The effect of HIV infection on the ability of people to withstand strenuous activities is a significant factor in the SANDF’s decision, according to its court papers. The SANDF says there is “real danger that deployment may result in progression of the disease” and that someone might be “asymptomatic but neurocognitively compromised”. It cites concerns about being able to provide chronic medical treatment, such as antiretroviral drugs, to soldiers during international deployments.
The applicants’ court papers point out that pilots and infantry are expected to complete the most arduous physical training — yet pilots are allowed to deploy even when HIV-positive. As a result “an HIV-positive pilot may fly but an HIV-positive trumpeter cannot play in the air force band”, say the applicants’ court papers.
Among the evidence supplied by the respondents is a paper known as the “Zimbabwean study”, which is undated but based on research involving HIV-positive would-be military officers in Zimbabwe.

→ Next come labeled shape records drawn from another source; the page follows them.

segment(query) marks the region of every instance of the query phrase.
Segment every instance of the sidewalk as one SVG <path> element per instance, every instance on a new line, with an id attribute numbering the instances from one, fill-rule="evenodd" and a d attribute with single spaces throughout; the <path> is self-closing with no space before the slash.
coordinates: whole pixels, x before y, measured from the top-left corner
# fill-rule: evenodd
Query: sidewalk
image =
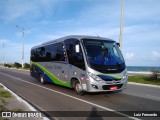
<path id="1" fill-rule="evenodd" d="M 22 114 L 24 115 L 25 112 L 32 111 L 37 110 L 0 83 L 0 120 L 48 120 L 46 117 L 16 117 L 16 115 L 18 114 L 14 114 L 13 117 L 12 114 L 13 112 L 22 112 L 20 113 L 21 115 L 19 114 L 20 116 L 22 116 Z M 11 112 L 12 117 L 2 117 L 2 112 Z M 25 114 L 26 116 L 29 115 L 28 113 Z M 3 113 L 3 116 L 4 115 L 5 114 Z"/>

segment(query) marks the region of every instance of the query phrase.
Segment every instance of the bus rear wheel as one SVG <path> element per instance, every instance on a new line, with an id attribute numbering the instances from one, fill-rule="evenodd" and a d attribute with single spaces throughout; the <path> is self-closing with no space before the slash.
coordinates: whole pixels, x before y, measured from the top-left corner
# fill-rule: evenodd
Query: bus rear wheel
<path id="1" fill-rule="evenodd" d="M 42 74 L 40 75 L 40 81 L 42 84 L 45 84 L 44 75 L 42 75 Z"/>
<path id="2" fill-rule="evenodd" d="M 82 87 L 81 87 L 79 81 L 76 81 L 76 82 L 75 82 L 75 87 L 74 87 L 74 89 L 75 89 L 76 93 L 79 94 L 79 95 L 81 95 L 81 96 L 85 94 L 85 91 L 82 90 Z"/>

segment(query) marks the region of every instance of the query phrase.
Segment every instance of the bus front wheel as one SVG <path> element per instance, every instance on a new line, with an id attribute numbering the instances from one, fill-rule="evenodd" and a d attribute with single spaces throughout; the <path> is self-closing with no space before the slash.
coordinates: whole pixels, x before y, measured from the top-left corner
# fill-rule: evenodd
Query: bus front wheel
<path id="1" fill-rule="evenodd" d="M 81 87 L 79 81 L 76 81 L 76 82 L 75 82 L 75 87 L 74 87 L 74 89 L 75 89 L 76 93 L 79 94 L 79 95 L 81 95 L 81 96 L 85 94 L 85 91 L 82 91 L 82 87 Z"/>

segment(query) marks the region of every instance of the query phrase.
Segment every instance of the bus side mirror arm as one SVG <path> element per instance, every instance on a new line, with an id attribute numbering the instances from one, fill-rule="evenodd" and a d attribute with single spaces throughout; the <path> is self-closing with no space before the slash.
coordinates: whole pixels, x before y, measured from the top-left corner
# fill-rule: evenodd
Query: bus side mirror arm
<path id="1" fill-rule="evenodd" d="M 120 44 L 119 44 L 119 43 L 117 43 L 117 45 L 118 45 L 118 47 L 120 47 Z"/>

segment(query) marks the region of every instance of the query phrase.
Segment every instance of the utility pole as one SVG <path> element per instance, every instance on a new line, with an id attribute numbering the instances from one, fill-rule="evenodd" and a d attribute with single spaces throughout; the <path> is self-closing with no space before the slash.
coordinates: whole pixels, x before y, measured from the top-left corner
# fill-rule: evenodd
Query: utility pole
<path id="1" fill-rule="evenodd" d="M 4 42 L 2 43 L 2 47 L 3 47 L 3 66 L 4 66 Z"/>
<path id="2" fill-rule="evenodd" d="M 16 26 L 16 27 L 19 28 L 22 32 L 22 68 L 24 68 L 24 32 L 29 28 L 24 28 L 19 26 Z"/>
<path id="3" fill-rule="evenodd" d="M 124 0 L 122 0 L 122 5 L 121 5 L 121 21 L 120 21 L 120 36 L 119 36 L 119 44 L 121 50 L 122 50 L 123 18 L 124 18 Z"/>

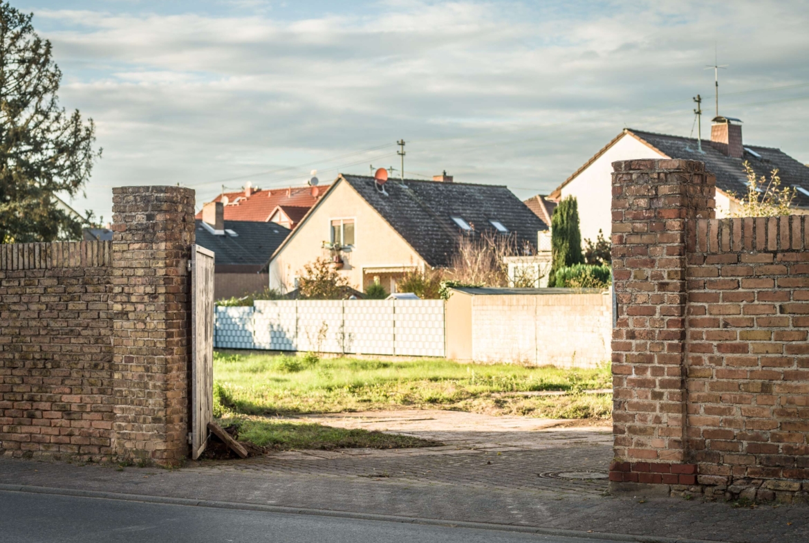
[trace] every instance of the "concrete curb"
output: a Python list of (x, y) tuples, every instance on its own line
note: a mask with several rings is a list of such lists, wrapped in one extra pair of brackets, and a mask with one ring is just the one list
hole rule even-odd
[(97, 490), (78, 490), (73, 489), (53, 488), (49, 486), (33, 486), (28, 485), (0, 484), (0, 491), (20, 492), (26, 494), (42, 494), (57, 496), (72, 496), (75, 498), (91, 498), (96, 499), (115, 499), (126, 502), (142, 502), (145, 503), (163, 503), (167, 505), (181, 505), (196, 507), (214, 507), (217, 509), (236, 509), (241, 511), (260, 511), (268, 513), (282, 513), (287, 515), (311, 515), (313, 516), (328, 516), (340, 519), (355, 519), (360, 520), (378, 520), (383, 522), (401, 522), (412, 524), (427, 524), (430, 526), (448, 526), (451, 528), (468, 528), (483, 530), (497, 530), (499, 532), (519, 532), (522, 533), (536, 533), (559, 537), (578, 537), (581, 539), (601, 539), (612, 541), (629, 541), (630, 543), (729, 543), (718, 540), (684, 539), (678, 537), (658, 537), (655, 536), (633, 536), (622, 533), (608, 533), (596, 532), (582, 532), (579, 530), (566, 530), (555, 528), (536, 528), (532, 526), (519, 526), (511, 524), (495, 524), (484, 522), (466, 522), (455, 520), (442, 520), (439, 519), (424, 519), (419, 517), (400, 516), (398, 515), (378, 515), (374, 513), (355, 513), (351, 511), (330, 511), (328, 509), (309, 509), (307, 507), (288, 507), (274, 505), (261, 505), (260, 503), (244, 503), (239, 502), (218, 502), (207, 499), (192, 499), (188, 498), (169, 498), (164, 496), (148, 496), (135, 494), (120, 494), (117, 492), (100, 492)]

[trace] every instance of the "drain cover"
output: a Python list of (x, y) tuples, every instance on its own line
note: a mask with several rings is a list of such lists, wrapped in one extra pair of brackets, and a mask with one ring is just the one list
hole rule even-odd
[(590, 481), (608, 477), (607, 473), (595, 471), (552, 471), (537, 473), (537, 475), (547, 479), (573, 479), (575, 481)]

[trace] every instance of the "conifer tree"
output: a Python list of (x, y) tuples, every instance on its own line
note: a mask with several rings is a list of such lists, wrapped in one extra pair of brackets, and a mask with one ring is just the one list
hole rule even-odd
[(77, 240), (92, 220), (55, 198), (83, 191), (101, 151), (92, 120), (60, 106), (61, 71), (32, 17), (0, 2), (0, 243)]
[(548, 286), (555, 286), (556, 270), (583, 264), (582, 235), (578, 230), (578, 202), (569, 196), (557, 206), (551, 217), (551, 271)]

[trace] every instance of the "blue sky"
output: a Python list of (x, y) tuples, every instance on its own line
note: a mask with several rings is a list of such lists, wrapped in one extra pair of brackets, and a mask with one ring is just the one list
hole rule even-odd
[(113, 186), (300, 185), (369, 165), (547, 193), (625, 126), (744, 140), (809, 163), (806, 2), (13, 2), (64, 72), (60, 97), (104, 156), (77, 209)]

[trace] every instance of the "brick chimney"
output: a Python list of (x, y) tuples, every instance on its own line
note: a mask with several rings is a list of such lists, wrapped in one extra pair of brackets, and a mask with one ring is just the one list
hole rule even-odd
[(742, 146), (742, 121), (726, 117), (714, 117), (710, 127), (710, 144), (722, 155), (737, 159), (744, 155)]
[(221, 202), (209, 202), (202, 206), (202, 222), (214, 230), (225, 229), (225, 206)]
[(439, 183), (451, 183), (452, 176), (447, 176), (447, 170), (444, 170), (444, 172), (440, 176), (433, 176), (433, 180), (438, 181)]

The study claims to show that the strenuous training accelerated progression to Aids, resulting in the deaths of two HIV-positive individuals during the intensive training part of the study. In the six months after being discharged from the training course, eight HIV-positive soldiers were diagnosed with “full-blown Aids” and of these six died.
The applicants refer to the ZimbabÂwean study, which they say has not been peer-reviewed, as “highly unethical” and “Nazi-like”.
In his affidavit Dr Leslie London of the University of Cape Town compares the Zimbabwean study with the “infamous Tuskagee syphilis experiment”, referring to the infamous research in the US, which left black people with syphilis untreated to study the progress of the disease.